Cisco has announced security upgrades to cut the time compromises go unnoticed on endpoints, giving attackers less time to do damage if they get past preventive security measures.
Unveiled at the Cisco Partner Summit this week, the new AMP for Endpoints comes with a lightweight agent to gather data that is analyzed in the Cisco AMP cloud. This lifts the processing burden from customers’ infrastructure.
And the platform now includes an agentless feature for devices that can’t take an agent, such as visitors’ laptops.
In addition to the cloud version, the analytics part of the platform can also be purchased for deployment on customer premises in their own private clouds. Detection, analysis and recommended response are handled in the cloud and pushed to the endpoints.
AMP for Endpoints can be deployed as a standalone product to catch incursions or as part of a broader Cisco AMP architecture. As part of the broader architecture, it can share endpoint intelligence with telemetry from network control points, the network edge, email, Web and data centers to create a more holistic security environment, Cisco says.
AMP for endpoints continuously monitors and when an event pops up on the platform’s dashboard, clicking on the event reveals context about it – where did the event start, how long has it been in the environment and what can be done about it.

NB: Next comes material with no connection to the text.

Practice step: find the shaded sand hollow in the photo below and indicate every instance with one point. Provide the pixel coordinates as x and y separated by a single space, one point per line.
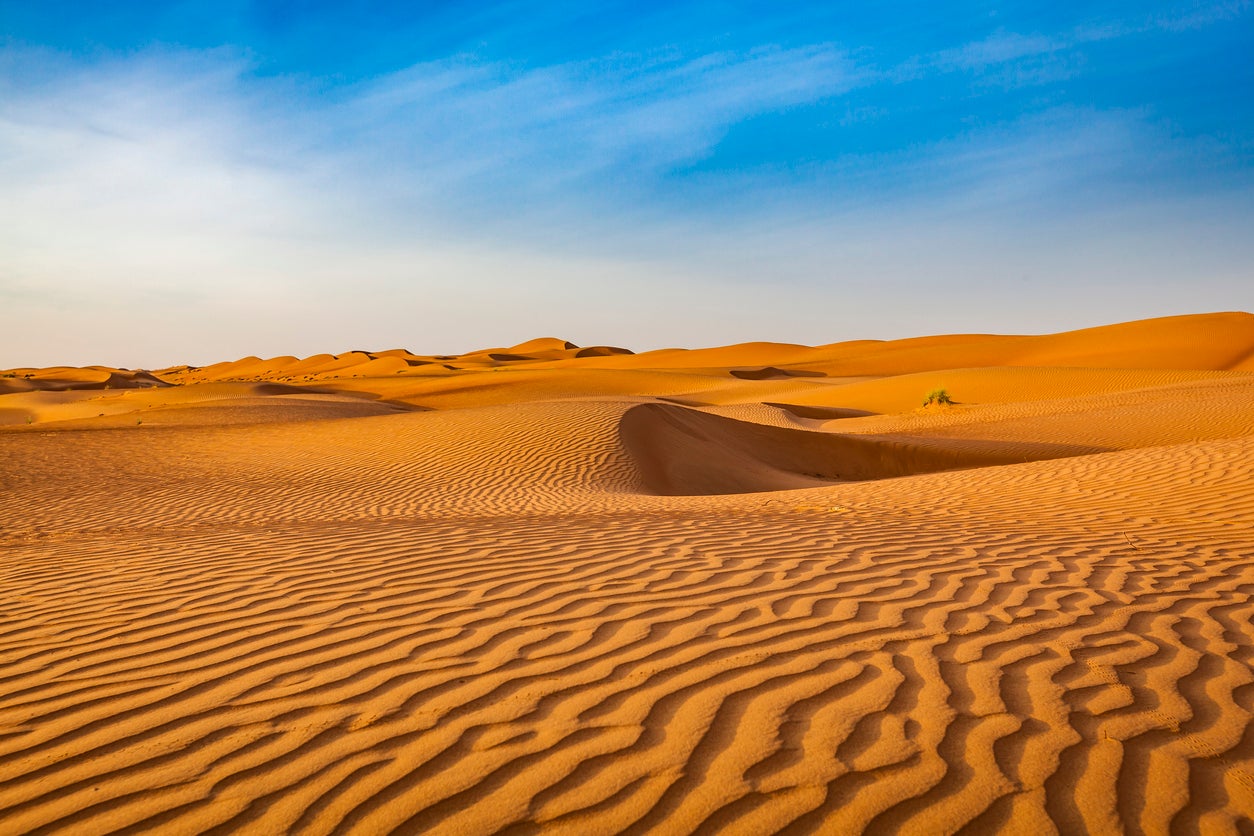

To help minimize the number of endpoint agents deployed, the AMP for Endpoints agent includes anti-virus so a separate anti-virus agent is unnecessary.
Part of the new AMP for Endpoint release includes agentless post-execution detection that monitors proxy logs for evidence of malicious activity and compromises. The analysis of the proxy logs is performed by the cloud-based analytics engine. When malware infects an endpoint and launches executables, the malicious actions of the executable can be picked up by analyzing the behaviors in the context of known bad behavior.
The main endpoint goal is reducing the time to detection of a breach or compromise and provide information about how to react, Cisco says.
Also at its partners’ conference, Cisco announced three new services customers can buy from either Cisco or its partners. These include deployment services, incident response if AMP discovers things they’ve never seen before. It also includes active threat analytics to monitor threat intelligence day to day.
In addition, Cisco is bundling security products into packages that address specific customer needs, and offers them at prices less than the sum of the individual products. The use cases include data center and access security.